Saturday, September 29, 2012

Witness, yes, Martyrdom

I remember years ago someone telling me about Cardinal Lehmann’s apartment in Mainz, that the whole floor and all the furniture were covered with books and articles, most open to a specific page, indicative that they were being read in snatches. In our age of ebooks, and with no claims to the label “voracious reader”, I guess I find myself in a similar situation with various books open on two different laptops and a Kindle reader. Maybe having things lying around would draw me back sooner, especially to those I treasure a great deal. These days I stumbled back upon Blessed Angela of Foligno and finished reading what is labeled as her Second Essay, from which I’d like to quote the final paragraph about the Holy Eucharist:

“Therefore, we should approach that table and that great and good thing with the utmost reverence, fear, and trembling, but above all, with exceeding great love. The soul should approach to this Sacrament humbly, exalted, and adorned, for it goes to that which is the height of all beauty and perfect glory, supreme holiness, happiness, blessedness, exaltedness, and nobility, all sweetness and all love, which has the sweetness of love without end. Thus, the soul should go to receive the Sacrament, in order that it may itself be received. It should be pure, that it may be purified; alive, that it may be quickened; just, that it may be justified; ready that it may be incorporated with God uncreated who was made man, and that it may be one with Him to all eternity. Amen.” [Angelina Foligno (2009-02-06). Divine Consolation (Great Christian Mystical Writings) (Kindle Locations 2145-2151). Revelation Insight. Kindle Edition.]

A good year ago now, when last I did any continuous reading from this lovely book, I commented to the effect that her enthusiastic comments about embracing suffering through embracing the Cross of Christ, were not exactly for the weak of heart or will.

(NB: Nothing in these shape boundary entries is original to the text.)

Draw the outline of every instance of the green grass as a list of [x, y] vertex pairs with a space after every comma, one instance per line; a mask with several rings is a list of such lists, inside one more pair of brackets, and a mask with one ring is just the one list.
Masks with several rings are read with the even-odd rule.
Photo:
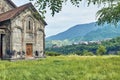
[[0, 80], [120, 80], [120, 56], [0, 61]]

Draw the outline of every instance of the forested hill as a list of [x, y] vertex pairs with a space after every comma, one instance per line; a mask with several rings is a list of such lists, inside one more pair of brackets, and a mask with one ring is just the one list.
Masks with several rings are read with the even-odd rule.
[[98, 26], [95, 22], [79, 24], [46, 40], [94, 41], [120, 36], [120, 27], [105, 24]]
[[57, 35], [46, 38], [46, 47], [52, 45], [65, 46], [81, 41], [100, 41], [120, 36], [120, 24], [98, 26], [95, 22], [79, 24]]

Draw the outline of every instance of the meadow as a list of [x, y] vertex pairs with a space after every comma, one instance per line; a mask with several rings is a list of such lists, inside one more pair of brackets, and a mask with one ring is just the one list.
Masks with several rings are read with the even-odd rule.
[[0, 80], [120, 80], [120, 56], [0, 61]]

My ongoing and long-term reflections, not so much on readiness to embrace martyrdom as, let’s say, on turning the other cheek, move me to try and formulate an appeal for fewer arched or hunched backs (less rebellion) against the slings and arrows of outrageous fortune, especially as those are concerned who ought to be nurturing and supporting us and then come to find out are revealed as the very ones who, even as shepherds, are either neglecting the flock or tearing the sheep limb from limb.

Here’s a quote stolen from another piece lying around, which I happened to “trip over”:
God knows what you suffered [but] we know that your journey is very sorrowful. (“Deus scit, quae patis [sic pateris]. Scimus dolorosissimam esse Vestram viam.”ACO, Ruteni 2, pos. 380/28, fasc. 2, annex to f. 82r, translation of letter from Ukrainian priests to Budka, St. Josaphat Church, Toronto, 10 January 1929.)

These words addressed by priests to their own bishop, the first Greek-Catholic bishop in Canada, now Blessed Nykyta Budka, bishop and martyr, ring prophetic in terms of the real sufferings in Canada which would not that many years later pale in comparison to what he suffered at the hands of the Soviet repression “machine” which sought to totally annihilate his beloved Ukrainian Greek-Catholic Church, and him in the process.

You don't know, I don't know, we don't know what our loving Lord has in store for us this side of heaven. He invites us to watch and pray with Him. He encourages us not to fear or hesitate, in that His yoke is easy and His burden to be shared by us is light. I think Blessed Angela would probably not argue with me in saying that the call to holiness for each and every one of us should lead to our being tagged "confessor of the faith", which involves much pain and personal sacrifice. Such witness, Christian witness, is the forecourt to glorious martyrdom. There's all kinds of video and other commentary out there to note this our age (the last 100 years) as unparalleled for the numbers and frequency with which Christians have been called to share in Christ's supreme sacrifice through their own identified with His: through martyrdom. What is it with all our squawking? What is it indeed? Why do we so rebel against that which is or can be our portion and our cup?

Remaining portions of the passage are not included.